Electronic – arduino – Insufficient ground supply on the circuit? Ground capacitive foil

arduinoatmegabasiccapacitive

I'm playing with a wireless sensor device (with atmega, xbee, and Capacitive sensor (simple foil)) that works fine with the lab power supply but as soon as I try it with AA batteries stops working. Wireless communication and atmega seems to work fine, but de Capacitive sensor (I use and arduino CapSense library) dosn´t work. It seems to have something to do with the GROUND from Capacitive sensor
I've also tried supplying power directly to the battery box, so no wires seem out of place neither…

Any tipps, recomendations, or saviour tests?? Sorry if I ask a basic concept… I´m newbie…

EDIT: I reformulate ask and attach an image
enter image description here

Thanks,

Xavi

EDIT2: Thanks Ambiorix for explain me the problem on my circuit!

Best Answer

This CapSense library distinguishes between touch and no touch through the increase/decrease of the time delay caused by the series resistance and capacitance to the earth. This obviously requires the Arduino to be connected to the earth.

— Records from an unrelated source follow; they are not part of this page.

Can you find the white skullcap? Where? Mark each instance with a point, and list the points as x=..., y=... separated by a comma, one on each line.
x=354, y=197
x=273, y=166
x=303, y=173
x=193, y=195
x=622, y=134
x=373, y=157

If you use a power supply the Arduino is either directly connected to the earth via the mains plug or via the stray capacitances through the PS, which are considerably higher than the sensor's capacitance to the earth. The stray capacitance between the battery and earth is far to low for this to work.

Solution:

  • Connect the Arduino board to a heating pipe or earth pin of a socket.
  • Make use of capacitive sensing though an oscillator and PLL like proximity sensors do. Is more reliable, but also more complex, requires additional electronics and is not always possible depending on your application.